# Nissan Frontier Yr 2000 A/C problem



## max_auto (Aug 4, 2010)

hey,

this nissan frontier's A/C comes on and off when ever it feels like, it cuts off almost immediately sometimes and sometimes it stays on. i really need to know what is the matter with this vehicle. This is regardless if the vehicle is idling or driving.


----------



## NissanPartsDept (Mar 31, 2010)

When you say it cuts off, does the fan stop or does it just get warm?


----------



## max_auto (Aug 4, 2010)

the air is warm. note that there is no gas problem. i tried another pressure switch and the same problem. I'm getting a DTC from my X431 scanner. Its a code that's related to the knock sensor P0325. I'm really at a lost with this vehicle.


----------



## Fulltilt1 (May 14, 2004)

Replace thermal control amp. Had this happen on mine. A/C cycles on and off quickly, sometimes not at all. Acts like a pressure but its not. Nissan had a real problem with these. Look under dash by cover for a/c evaporator. Loof for three wires black, red, and white. Disconnect at plug, connect new amp its a $40 part. It will fix problem then open bottom of evap cover and insert amp into fins just like the old one.
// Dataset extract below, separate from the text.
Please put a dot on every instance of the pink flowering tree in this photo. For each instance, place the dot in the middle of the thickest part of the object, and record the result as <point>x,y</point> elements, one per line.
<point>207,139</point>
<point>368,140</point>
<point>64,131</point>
It's a tight squeeze, kinda pry/pull it down just enough to get it done. 3 or 4 screws.


----------



## SPEEDO (Jun 9, 2003)

I got mine online for $28


----------



## Cusser (Apr 16, 2004)

max_auto said:


> note that there is no gas problem.


How do you KNOW this? The only real way is to remove all your R134a refrigerant and weigh it - is that what you did? 

Second best indicator is pressures at about 2000 rpm after 10 minutes of operation; post both low pressure and high pressure and the outside temperature.

AC experts state that 65% of AC issues are to refrigerant leaks.


----------